I love barbecues! Who doesn't?! Food, friends, drinking and then more food. I'm not sure why but there seems to be an unwritten rule that states BBQs can start much earlier than having a normal dinner party, which leads to a lot of us drinking alcohol earlier than normal and for a longer period of time….

In my experience, there are always two sittings at a BBQ, the first one is the one where you get to show off your cooking skills and the new rum punch you have proudly put together. The second sitting comes later, this is after your rum punch has disappeared and the 'sensible' friends have left, the neighbors you have invited who you don't talk to an awful lot have become your new BFFs (it's official because you are now Facebook friends), and your uncle, after taking a liking to your punch, decides that he is puckish…again and so chucks another 24 sausages on the BBQ. This part of the BBQ is where the quality of your food deteriorates and new friendships are born.

The next day pictures are uploaded to social media, new friends are tagged and the next event is already being planned. This whole process, if repeated on a weekly basis for a number of weeks over the summer. In this time, you have increased your friendship circle, you now have an extra 20 Christmas cards to write and out of those new friends you have worked out the VIP's you would choose to go for coffee with. If it's that easy to make friends in a social situation we must be able use this approach when it comes to email marketing....

1. Getting the guest list right

The first thing is to look at the guest list. You need to consider the event, is it a family only event? Family and close 'family appropriate' friends event or is it a couples thing? Will your single friend feel like a spare wheel if they are the only singleton? Once you know what type of event you are putting on, the guest list you choose to invite becomes easier.

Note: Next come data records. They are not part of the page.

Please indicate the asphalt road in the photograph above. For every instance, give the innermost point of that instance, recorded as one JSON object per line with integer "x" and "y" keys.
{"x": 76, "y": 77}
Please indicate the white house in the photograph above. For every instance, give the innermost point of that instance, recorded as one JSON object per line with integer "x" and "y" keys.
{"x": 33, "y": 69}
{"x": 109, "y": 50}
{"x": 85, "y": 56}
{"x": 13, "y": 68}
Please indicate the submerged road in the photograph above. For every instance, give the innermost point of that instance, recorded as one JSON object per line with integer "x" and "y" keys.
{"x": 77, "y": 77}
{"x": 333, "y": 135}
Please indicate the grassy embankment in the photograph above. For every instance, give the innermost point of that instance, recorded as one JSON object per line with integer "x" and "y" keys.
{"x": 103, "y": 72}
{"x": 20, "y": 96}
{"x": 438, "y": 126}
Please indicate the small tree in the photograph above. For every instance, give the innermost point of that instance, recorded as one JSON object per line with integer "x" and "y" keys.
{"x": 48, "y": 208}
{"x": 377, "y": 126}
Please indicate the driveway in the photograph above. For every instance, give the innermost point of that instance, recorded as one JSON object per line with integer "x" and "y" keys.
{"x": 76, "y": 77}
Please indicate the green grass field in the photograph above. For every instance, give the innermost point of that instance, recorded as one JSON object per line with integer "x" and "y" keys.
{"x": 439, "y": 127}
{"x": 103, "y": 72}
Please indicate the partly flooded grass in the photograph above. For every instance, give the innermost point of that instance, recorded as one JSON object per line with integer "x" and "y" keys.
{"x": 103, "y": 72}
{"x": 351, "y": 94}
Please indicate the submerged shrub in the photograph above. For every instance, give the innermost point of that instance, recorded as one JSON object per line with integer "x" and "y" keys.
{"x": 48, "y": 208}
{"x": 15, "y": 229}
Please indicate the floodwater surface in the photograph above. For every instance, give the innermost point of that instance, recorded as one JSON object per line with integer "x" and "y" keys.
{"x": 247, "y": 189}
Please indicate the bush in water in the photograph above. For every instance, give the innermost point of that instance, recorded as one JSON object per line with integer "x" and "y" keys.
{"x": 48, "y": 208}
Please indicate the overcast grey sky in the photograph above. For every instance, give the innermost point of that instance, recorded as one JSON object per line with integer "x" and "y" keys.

This is very much like creating an email list from your database. Who are the most relevant recipients? Are you running a sale, an event or are you simply updating people with information? Once you know what you are communicating to people the segmenting of recipients will become easier too.

2. First impressions

When you get an event notification on FB it is all about content, content, content. Is the event photo humorous? Are there any questions left unanswered that will leave the recipient confused? Have you selected the option to allow guests to invite friends? I find the funnier the content the quicker I get a response but then I know my target audience. I also find if I tell my friends what they can expect I get more of a response. If I say there will be copious amounts of red wine and cheese then I know I will get a good response. If I know the day of the event is when a key sporting event is on, I make sure that this will also be on the TV to avoid disappointment.

In relation to building an email, the design and subject line is your first impression, if you use boring or generic email content then people will not engage with you. Make it as unique and relevant as possible and where necessary invite people to refer friends.

Manage the recipient’s expectations, tell them exactly what you are going to be offering and give them reasons to engage with you. If you need the recipient to take an action then give them as many reasons to take that action as possible and make sure you encourage them to follow you on social media!

3. Party prepping 

Now you know your numbers, prep like a pro! Go that extra mile to make your newbies feel welcome. If like me you like your house looking spotless when people come over you will spend days scrubbing cupboards, jet washing patios and polishing cutlery. The more you put into the prep the more impressed your friends will be. On the day of the event make sure you spend time with everyone, if you make an effort with them, the newbies to your group will be put at ease immediately. You don't need to go over the top but make sure they are introduced to everyone and have a drink. Job done.

On the day of your sale/ event you can take a lot of the above into consideration. Make the newbies feel welcome…without neglecting your regulars. If you have managed expectations and targeted the right audience then this part should be a breeze.

4. Follow up

The day after the event, you have a banging headache and lots of funny photos to share on social media. You tag the regulars and the newbies.  The comments start rolling in and talk of the next get together begins. You might send the newbies a private message saying how lovely it was to meet them and you hope to see them soon!

In regards to email marketing you should always follow up after an event in a very similar way. Ask them for feedback and tease them with details of the next big thing.

5. Clean Up

Once the headache wears off the clean up starts. It’s not a nice job but it’s necessary, very much like cleaning up your email database. You need to regularly clean your list to make sure that your chosen email client knows that your list is as engaged as possible.

So the next time you are planning your next email campaign think about this process. The best email campaigns need to be planned and carefully thought about. Your recipient list is key and the messaging is paramount. If you know who you are speaking to you can tailor the message, drive excitement, manage expectations and increase your chances of delivering a seamlessly successful campaign.